Beautiful design but imagine a slightly thicker wedge shape (or overall) with an easy-to-remove back and maybe 2-4 m.2 slots inside, so one could start with any amount of storage they like and upgrade to however much more they want/need over time... not at Apple exploitive SSD pricing 3-5X ABOVE market but using off-the-shelf m.2 sticks like the vast larger world of PCs can do.
Keep the M-series storage option too for anyone wanting to make a case of "fastest" or some special ability of Apple SSD vs. commodity SSD. Then users who believe could get the overall system installed on 256GB to 8TB Apple SSD (and pay way, wayyyyyyyyyy up for any upgrades that way) AND have up to enormous, additional storage "hidden" inside what might be imagined as a big MBair (wedge design) on a stick. Bonus to this: almost certainly no "unexpected ejections" for SSDs that are directly connected to the board... unlike the joy of that with some- but not all- external SSDs and HDDs we attach externally to any Mac since about Big Sur.
Yes, that wouldn't be a "shareholders rejoice!" bit of engineering but I have to think customers would go nuts for it.

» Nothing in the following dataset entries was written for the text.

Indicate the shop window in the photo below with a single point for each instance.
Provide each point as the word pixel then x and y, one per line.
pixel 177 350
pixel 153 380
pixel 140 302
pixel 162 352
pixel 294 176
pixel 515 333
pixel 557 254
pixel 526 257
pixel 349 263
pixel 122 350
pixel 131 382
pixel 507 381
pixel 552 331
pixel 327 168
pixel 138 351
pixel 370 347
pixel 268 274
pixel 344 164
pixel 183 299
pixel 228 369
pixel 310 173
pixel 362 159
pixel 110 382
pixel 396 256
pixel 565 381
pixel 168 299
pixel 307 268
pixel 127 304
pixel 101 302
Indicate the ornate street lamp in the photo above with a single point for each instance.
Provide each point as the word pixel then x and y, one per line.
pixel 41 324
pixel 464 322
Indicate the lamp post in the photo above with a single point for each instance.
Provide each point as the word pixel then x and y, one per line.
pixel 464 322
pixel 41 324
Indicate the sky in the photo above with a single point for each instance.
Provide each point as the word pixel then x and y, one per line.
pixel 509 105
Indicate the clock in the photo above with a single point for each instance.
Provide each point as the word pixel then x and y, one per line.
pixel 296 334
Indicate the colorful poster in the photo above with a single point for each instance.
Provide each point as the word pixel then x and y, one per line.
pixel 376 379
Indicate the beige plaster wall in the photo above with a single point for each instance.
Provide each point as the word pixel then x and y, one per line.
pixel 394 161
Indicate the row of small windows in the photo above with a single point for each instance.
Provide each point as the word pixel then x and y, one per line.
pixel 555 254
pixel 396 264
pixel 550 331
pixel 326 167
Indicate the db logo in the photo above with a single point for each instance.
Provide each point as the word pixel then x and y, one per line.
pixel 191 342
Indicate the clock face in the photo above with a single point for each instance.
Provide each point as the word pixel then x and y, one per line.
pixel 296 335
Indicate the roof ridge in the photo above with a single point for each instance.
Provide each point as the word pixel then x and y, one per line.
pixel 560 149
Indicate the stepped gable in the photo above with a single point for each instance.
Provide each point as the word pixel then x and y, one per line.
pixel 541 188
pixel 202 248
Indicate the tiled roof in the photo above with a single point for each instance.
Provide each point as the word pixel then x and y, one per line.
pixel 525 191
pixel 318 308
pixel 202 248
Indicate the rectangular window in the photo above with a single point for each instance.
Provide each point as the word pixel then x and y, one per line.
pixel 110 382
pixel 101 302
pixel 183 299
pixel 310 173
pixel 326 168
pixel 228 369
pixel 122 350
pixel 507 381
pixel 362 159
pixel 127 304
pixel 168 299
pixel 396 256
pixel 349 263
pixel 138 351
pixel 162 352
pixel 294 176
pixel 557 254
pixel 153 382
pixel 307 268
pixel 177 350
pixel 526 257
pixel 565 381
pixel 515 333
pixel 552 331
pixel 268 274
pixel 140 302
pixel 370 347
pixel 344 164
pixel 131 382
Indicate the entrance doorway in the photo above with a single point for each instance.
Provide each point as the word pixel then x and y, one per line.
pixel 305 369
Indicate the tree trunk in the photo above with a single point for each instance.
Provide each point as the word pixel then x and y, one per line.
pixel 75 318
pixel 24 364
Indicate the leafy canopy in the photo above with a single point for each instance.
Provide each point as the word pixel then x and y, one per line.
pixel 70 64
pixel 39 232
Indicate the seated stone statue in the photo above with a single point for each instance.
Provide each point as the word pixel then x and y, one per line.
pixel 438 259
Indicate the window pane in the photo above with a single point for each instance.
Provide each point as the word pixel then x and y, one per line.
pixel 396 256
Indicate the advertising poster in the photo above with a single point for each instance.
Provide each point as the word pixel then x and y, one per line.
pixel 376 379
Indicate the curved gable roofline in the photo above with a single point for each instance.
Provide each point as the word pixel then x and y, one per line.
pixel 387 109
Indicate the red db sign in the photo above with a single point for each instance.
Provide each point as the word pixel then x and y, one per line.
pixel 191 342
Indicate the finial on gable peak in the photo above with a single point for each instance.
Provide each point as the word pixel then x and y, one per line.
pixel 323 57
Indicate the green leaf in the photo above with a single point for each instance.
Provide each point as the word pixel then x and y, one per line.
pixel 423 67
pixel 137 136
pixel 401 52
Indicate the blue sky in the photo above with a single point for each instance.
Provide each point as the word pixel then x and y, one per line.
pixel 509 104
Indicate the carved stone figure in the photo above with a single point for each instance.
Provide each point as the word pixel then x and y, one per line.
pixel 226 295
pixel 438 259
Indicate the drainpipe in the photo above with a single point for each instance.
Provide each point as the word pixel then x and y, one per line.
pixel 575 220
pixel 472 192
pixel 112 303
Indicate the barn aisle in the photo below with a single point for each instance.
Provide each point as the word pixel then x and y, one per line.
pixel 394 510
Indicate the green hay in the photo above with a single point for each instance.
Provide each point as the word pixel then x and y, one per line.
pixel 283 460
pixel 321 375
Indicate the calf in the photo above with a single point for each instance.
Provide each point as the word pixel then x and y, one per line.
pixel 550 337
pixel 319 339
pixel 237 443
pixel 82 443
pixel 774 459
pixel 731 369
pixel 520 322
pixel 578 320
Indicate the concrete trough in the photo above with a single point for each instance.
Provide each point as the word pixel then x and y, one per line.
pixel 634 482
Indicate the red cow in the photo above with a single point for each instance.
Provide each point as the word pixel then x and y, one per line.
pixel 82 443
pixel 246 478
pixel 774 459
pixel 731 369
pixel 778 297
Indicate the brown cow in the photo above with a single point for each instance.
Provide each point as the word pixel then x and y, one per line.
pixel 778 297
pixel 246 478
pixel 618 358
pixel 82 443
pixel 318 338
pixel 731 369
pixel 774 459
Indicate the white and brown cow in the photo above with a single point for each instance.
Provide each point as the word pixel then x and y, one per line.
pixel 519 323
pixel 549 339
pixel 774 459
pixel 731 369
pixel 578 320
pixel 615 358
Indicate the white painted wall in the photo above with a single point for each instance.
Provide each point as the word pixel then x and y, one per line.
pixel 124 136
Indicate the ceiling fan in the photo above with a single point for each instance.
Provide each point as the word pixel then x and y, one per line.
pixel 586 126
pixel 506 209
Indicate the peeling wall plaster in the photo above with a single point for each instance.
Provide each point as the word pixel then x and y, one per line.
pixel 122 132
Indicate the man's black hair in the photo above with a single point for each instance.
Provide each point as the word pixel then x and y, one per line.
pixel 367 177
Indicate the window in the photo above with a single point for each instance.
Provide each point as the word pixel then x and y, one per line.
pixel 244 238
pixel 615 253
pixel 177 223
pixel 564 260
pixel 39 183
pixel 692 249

Long ago, a Jobsian Apple made an early iMac design with a plastic/acrylic white case, easily removed as one whole piece to not show any panels or visible screws, making accessing (& upgrading) the HDD easy enough for anyone to do it. Here's that oldie (fattened up more than this concept by it also building in an optical disc player and heat management to keep them ancient PowerPC chips cool enough)...
Imagine
THIS iMac "wedge" concept with a bit of that kind of thinking... through a
consumer instead of a shareholders lens.
And while this hypothetical, customers-first Apple engineering creation is being hatched, put a
standardized input or
two on it so that when the Mac guts obsolete it as a Mac, it could easily be repurposed as a monitor for the remainder of the screen life... again, like a Jobsian iMac as late as about 2010-11. Then, consumers would not be buying an overall "throw baby out with the bathwater" device when any one part conks or Apple decides to conk it by vintaging. Yes, that would be ANOTHER disappointment at the all-important "shareholders rejoice!" while jacking up the value proposition of the product for consumers. But maybe a more customer-focused Mac would sell in higher
volume, making a little less profit per unit sold but more total profit on volume... so that shareholders could rejoice too.
But what do I know? I'm just an Apple
consumer. Why care about me when there's shareholders to delight?